Van Kooten C, Galibert L, Seon B K, Garrone P, Liu Y J, Banchereau J
Laboratory for Immunological Research, Schering-Plough, Dardilly, France.
Clin Exp Immunol. 1997 Dec;110(3):509-15. doi: 10.1046/j.1365-2249.1997.4201436.x.
Antigen-dependent activation of B lymphocytes is mediated through surface immunoglobulins and their associated molecules Ig-alpha (CD79a, Mb1) and Ig-beta (CD79b, B29). Here we show that an antibody directed against the extracellular part of human Ig-beta can, when cross-linked by CD32-transfected L cells, induce an IL-2-dependent proliferation of tonsil B cells. With the use of L cells stably transfected with both CD32 and CD40L, anti-Ig-beta activation of B cells was combined with CD40 triggering, an important component of the T cell-dependent B cell activation. This dual cellular activation resulted in two different phases, with initially synergistic proliferative effects, both without and with IL-2 or IL-10. Then, after 5-6 days of culture, cells stimulated with both anti-Ig-beta and CD40L underwent massive cell death, in contrast to B cells activated with CD40L alone.
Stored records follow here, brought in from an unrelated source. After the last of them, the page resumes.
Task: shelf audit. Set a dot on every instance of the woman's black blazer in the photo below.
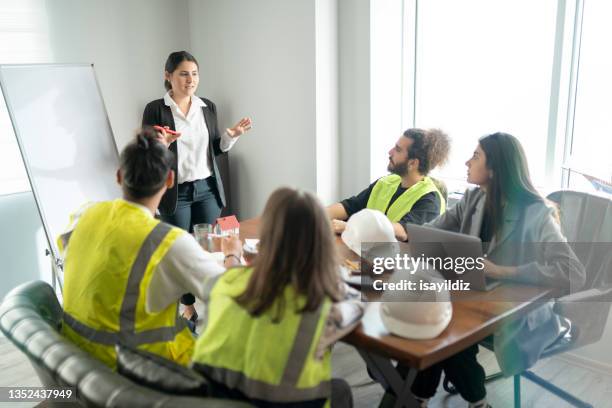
(158, 113)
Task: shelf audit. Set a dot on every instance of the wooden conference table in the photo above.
(476, 316)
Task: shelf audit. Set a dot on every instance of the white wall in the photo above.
(354, 95)
(326, 34)
(127, 41)
(22, 242)
(257, 58)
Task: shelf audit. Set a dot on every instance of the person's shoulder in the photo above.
(541, 209)
(472, 194)
(208, 102)
(156, 102)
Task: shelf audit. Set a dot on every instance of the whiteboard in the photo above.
(65, 139)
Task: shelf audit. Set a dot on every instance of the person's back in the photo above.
(264, 358)
(270, 326)
(114, 249)
(124, 270)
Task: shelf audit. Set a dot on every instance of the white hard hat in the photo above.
(367, 226)
(416, 314)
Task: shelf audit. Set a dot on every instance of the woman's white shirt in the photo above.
(193, 144)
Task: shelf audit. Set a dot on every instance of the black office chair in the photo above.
(586, 221)
(31, 316)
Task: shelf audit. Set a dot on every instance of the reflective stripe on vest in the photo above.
(127, 334)
(292, 375)
(385, 188)
(287, 390)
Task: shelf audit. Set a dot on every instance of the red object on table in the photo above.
(169, 131)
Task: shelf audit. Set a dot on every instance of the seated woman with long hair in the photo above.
(270, 326)
(523, 242)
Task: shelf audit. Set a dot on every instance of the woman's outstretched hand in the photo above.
(240, 128)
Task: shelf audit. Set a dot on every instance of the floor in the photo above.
(594, 387)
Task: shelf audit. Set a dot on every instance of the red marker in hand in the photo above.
(166, 129)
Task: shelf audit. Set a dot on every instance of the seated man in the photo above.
(407, 195)
(124, 270)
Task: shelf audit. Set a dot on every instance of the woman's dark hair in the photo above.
(510, 181)
(429, 146)
(173, 61)
(297, 248)
(145, 164)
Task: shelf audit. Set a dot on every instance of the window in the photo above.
(484, 66)
(591, 148)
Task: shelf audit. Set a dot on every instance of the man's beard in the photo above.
(400, 169)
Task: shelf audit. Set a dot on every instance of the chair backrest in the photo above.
(586, 221)
(30, 317)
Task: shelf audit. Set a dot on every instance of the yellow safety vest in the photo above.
(112, 253)
(264, 359)
(385, 187)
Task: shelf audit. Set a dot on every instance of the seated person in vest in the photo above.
(270, 326)
(407, 195)
(124, 270)
(523, 242)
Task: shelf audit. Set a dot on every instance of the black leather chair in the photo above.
(31, 316)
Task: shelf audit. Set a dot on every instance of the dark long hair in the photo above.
(296, 248)
(145, 163)
(510, 182)
(173, 61)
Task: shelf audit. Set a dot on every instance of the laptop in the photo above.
(436, 243)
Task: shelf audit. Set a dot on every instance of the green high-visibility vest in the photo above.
(386, 186)
(264, 357)
(110, 258)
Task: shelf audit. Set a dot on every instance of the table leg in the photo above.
(387, 375)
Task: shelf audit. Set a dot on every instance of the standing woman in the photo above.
(198, 195)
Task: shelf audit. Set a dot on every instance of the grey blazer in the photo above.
(531, 240)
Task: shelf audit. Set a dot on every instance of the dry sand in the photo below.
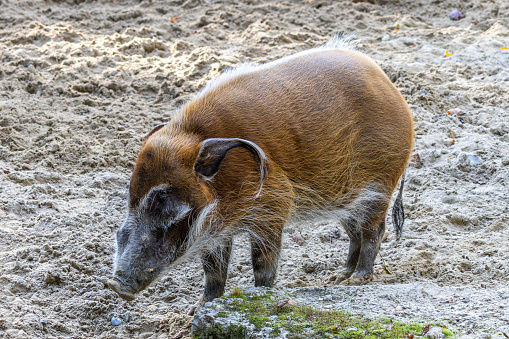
(82, 82)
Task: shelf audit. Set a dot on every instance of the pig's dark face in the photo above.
(168, 191)
(162, 206)
(151, 238)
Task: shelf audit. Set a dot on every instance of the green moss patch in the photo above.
(302, 321)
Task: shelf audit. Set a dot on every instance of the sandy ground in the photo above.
(82, 82)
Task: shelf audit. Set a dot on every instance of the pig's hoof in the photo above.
(121, 290)
(342, 276)
(357, 279)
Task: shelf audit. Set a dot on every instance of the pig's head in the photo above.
(169, 188)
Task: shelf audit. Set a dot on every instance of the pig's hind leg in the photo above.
(365, 227)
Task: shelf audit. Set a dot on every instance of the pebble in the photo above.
(116, 321)
(456, 15)
(435, 333)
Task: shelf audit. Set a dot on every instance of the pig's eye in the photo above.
(122, 235)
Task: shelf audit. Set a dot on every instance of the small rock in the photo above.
(449, 142)
(435, 333)
(467, 158)
(297, 238)
(456, 15)
(455, 111)
(116, 321)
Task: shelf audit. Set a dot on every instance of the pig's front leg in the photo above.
(215, 265)
(265, 249)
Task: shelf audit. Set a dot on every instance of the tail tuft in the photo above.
(398, 214)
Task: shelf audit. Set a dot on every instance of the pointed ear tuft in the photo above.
(213, 151)
(155, 129)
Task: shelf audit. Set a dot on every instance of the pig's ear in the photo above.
(155, 129)
(213, 151)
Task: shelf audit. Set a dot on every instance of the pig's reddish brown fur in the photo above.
(331, 125)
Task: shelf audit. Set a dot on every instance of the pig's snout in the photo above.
(125, 291)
Cell death was not prevented by the addition of IL-2 or IL-10, but was prevented by the addition of IL-4. These results are discussed in the context of positive and negative selection of mature B cells.
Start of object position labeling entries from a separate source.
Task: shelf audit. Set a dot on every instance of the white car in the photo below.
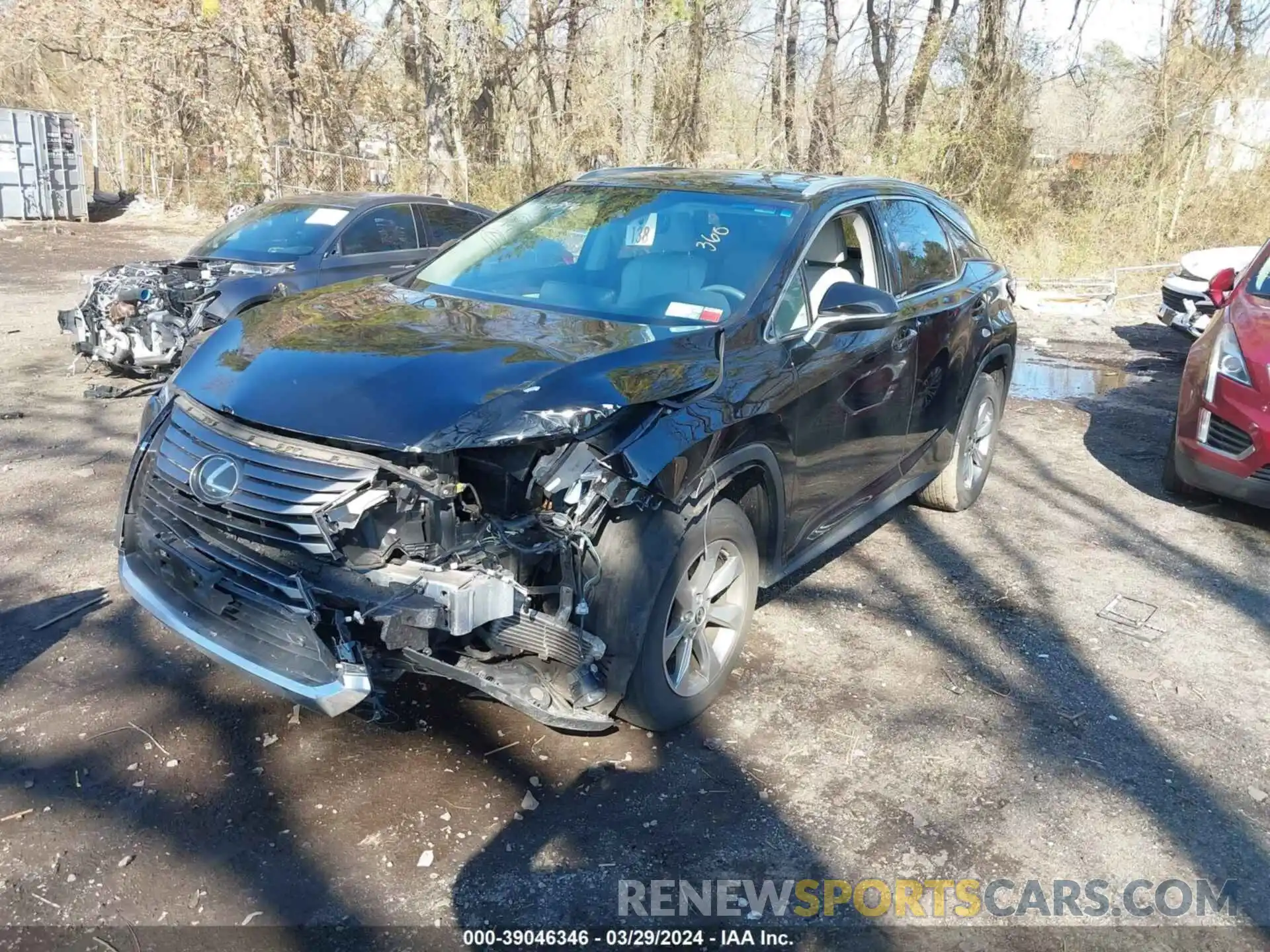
(1185, 303)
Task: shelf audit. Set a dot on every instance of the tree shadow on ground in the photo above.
(1129, 428)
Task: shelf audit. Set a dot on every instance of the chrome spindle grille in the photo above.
(276, 502)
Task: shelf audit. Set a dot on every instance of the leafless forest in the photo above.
(1070, 161)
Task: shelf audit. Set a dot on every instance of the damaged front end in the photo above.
(140, 317)
(324, 571)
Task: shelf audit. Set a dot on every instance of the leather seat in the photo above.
(826, 264)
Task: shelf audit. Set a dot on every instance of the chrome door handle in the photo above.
(905, 338)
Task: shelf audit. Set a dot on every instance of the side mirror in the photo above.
(1221, 285)
(847, 306)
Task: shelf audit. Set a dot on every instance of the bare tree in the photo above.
(792, 81)
(882, 48)
(927, 52)
(778, 80)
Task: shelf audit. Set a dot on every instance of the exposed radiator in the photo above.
(545, 636)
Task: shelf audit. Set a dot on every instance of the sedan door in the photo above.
(854, 390)
(380, 240)
(444, 222)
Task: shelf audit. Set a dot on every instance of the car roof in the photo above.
(784, 186)
(368, 200)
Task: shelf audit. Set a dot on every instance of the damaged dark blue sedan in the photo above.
(558, 462)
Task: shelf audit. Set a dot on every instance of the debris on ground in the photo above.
(97, 601)
(130, 725)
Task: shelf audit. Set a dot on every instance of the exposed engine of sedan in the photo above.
(140, 317)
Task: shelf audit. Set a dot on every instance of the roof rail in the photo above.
(825, 182)
(593, 173)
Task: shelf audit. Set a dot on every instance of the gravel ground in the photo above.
(941, 698)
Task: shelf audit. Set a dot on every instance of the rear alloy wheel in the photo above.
(962, 480)
(698, 622)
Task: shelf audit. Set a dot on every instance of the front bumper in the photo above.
(270, 666)
(1185, 305)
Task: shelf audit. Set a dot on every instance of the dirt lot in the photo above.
(940, 698)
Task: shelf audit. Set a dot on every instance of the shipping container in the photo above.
(41, 165)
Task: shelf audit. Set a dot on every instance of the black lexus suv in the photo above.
(558, 461)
B淋巴细胞的抗原依赖性激活是通过表面免疫球蛋白及其相关分子Ig-α(CD79a,Mb1)和Ig-β(CD79b,B29)介导的。在此我们表明,一种针对人Ig-β细胞外部分的抗体,当被转染了CD32的L细胞交联时,可诱导扁桃体B细胞的IL-2依赖性增殖。通过使用稳定转染了CD32和CD40L的L细胞,B细胞的抗Ig-β激活与CD40触发相结合,CD40触发是T细胞依赖性B细胞激活的一个重要组成部分。这种双重细胞激活导致两个不同阶段,最初具有协同增殖效应,无论有无IL-2或IL-10。然后,在培养5至6天后,与单独用CD40L激活的B细胞相比,用抗Ig-β和CD40L刺激的细胞发生大量细胞死亡。添加IL-2或IL-10不能阻止细胞死亡,但添加IL-4可以阻止。这些结果在成熟B细胞的阳性和阴性选择背景下进行了讨论。